Debate rages over siblings' access to popular school programs
Hite proposes end to policy that allows family members to receive preferential treatment
The debate over whether siblings should get preferential treatment when enrolling in specialty education programs in Prince George's County was revived last week, with school board members calling for a broader discussion about improving access to the popular programs.
Currently, if a child is enrolled in a county specialty program such as French immersion, biotechnology, talented and gifted, visual, creative and performing arts and Montessori and charter schools their younger siblings are generally allowed to enter the program if space is available, giving them an advantage over others who have to enter a lottery for a limited number of seats in the programs.
"While this is convenience for some families in the current process, it also results in a lack of access for others," Superintendent William Hite Jr. said at the Nov. 12 school board meeting.
Hite has proposed barring preferential treatment "on the basis of gender, race, national identity, family or sibling identity" for students enrolling in specialty programs.
The current procedure allowed parents to fill out a TAG-A-Long application for additional siblings if principals said space was available. Under the current proposal, TAG-A-Long applications would be eliminated.
Out of the 162 available seats in the French immersion program this year, 48 seats were filled by siblings, according to enrollment numbers from the department of pupil accounting, said Gladys Whitehead, director of curriculum.
"The board of education does not currently have a policy that allows or denies sibling enrollment," said board chairwoman Verjeana Jacobs (At large). "That is why we need to have this discussion."
Most board members argued that while allowing sibling admittance to specialty programs denies access to other students, Hite's proposal would not solve the problem.
"This proposal doesn't correct equity; It actually creates new problems," board member Heather Iliff (Dist. 2) said, adding that putting siblings at different schools would create difficulties for single-parent and large families.
Hite did not respond to board members' concerns and agreed to bring information regarding specialty program wait lists to the Dec. 7 school board meeting.
Robin Summerville, a mother of three children, told the board her eldest daughter's acceptance to John Hanson French Immersion in Oxon Hill was a blessing for her and her husband, who had hoped to educate the children in a bilingual atmosphere.
Summerville has two daughters enrolled in the school and planned to enroll her son in the pre-kindergarten program there next year.
Summerville, along with many parents, asked the board to consider grandfathering students enrolled in the program.
"We understand wanting to discontinue sibling enrollment to open up the pool, but it's not fair to parents already in the program," she told the board.

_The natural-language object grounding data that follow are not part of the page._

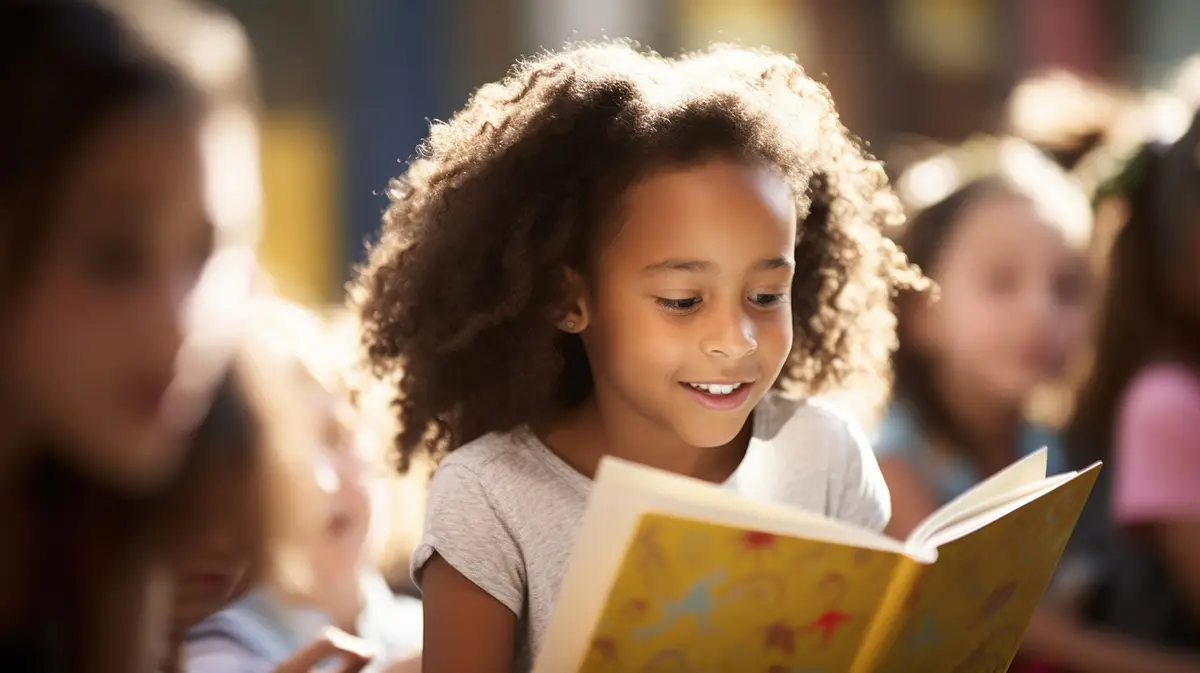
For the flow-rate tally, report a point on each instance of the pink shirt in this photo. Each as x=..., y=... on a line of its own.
x=1156, y=472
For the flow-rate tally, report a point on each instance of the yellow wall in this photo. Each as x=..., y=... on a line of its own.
x=301, y=245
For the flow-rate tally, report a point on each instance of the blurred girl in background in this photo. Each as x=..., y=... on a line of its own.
x=1138, y=410
x=1005, y=248
x=103, y=236
x=270, y=625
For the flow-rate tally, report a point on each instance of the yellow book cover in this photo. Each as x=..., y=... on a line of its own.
x=671, y=575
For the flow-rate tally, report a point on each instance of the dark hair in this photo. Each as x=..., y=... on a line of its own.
x=1139, y=319
x=923, y=240
x=463, y=290
x=66, y=68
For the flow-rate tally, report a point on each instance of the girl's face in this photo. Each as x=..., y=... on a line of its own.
x=1012, y=299
x=95, y=332
x=689, y=323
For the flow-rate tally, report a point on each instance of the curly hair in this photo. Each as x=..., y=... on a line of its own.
x=463, y=289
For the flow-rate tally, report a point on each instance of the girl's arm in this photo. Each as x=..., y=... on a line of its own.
x=1156, y=485
x=466, y=629
x=911, y=499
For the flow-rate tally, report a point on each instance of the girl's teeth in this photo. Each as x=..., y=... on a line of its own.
x=715, y=389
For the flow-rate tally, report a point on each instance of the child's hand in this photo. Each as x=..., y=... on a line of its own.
x=353, y=654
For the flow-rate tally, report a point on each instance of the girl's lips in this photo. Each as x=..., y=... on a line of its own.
x=719, y=402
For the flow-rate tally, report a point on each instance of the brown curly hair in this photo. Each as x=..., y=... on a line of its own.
x=463, y=290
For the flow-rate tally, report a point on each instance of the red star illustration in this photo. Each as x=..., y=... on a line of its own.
x=828, y=624
x=606, y=649
x=755, y=540
x=781, y=636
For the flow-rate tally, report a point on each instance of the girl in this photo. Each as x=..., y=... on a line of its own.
x=1009, y=310
x=270, y=625
x=1138, y=410
x=103, y=234
x=615, y=253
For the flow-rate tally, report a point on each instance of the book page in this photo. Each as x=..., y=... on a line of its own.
x=970, y=610
x=693, y=595
x=1023, y=473
x=623, y=493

If Hite's proposal is approved, board members agreed that families with children currently in specialty programs should have their other children grandfathered into the program.
"We need to look at the people we have in the program because we did not give them the offer to opt out," school board member Linda Thomas (Dist. 4) said. "I think we deserve to do something for the people that are already in it."
Hite said grandfathering families into the specialty programs would be a feasible compromise as it is "resource neutral" and would not cost the school system additional funds.
In an effort to increase enrollment without excluding siblings, some parents asked board members to consider expanding specialty programs.
Hite said increasing specialty programs is a major goal for the school system but added that it is not on the horizon this year.
"I would love to give you hope, but that hopes come with resources and at the moment resources are limited," Hite said.
"Let's say we use one of the consolidated schools to expand programming...it will still take additional resources," he said. "The actual expansion will follow resources."
Board member Rosalind Johnson (Dist. 1) agreed that program expansion would be the ideal solution but said other ideas will need to be considered.
"While sibling enrollment is wonderful, it also is harmful to access for others," Johnson said. "If we can find a way to get beyond the inequity of it, I'm with it. But until there is ample money to be able to expand, I will go with grandfathering."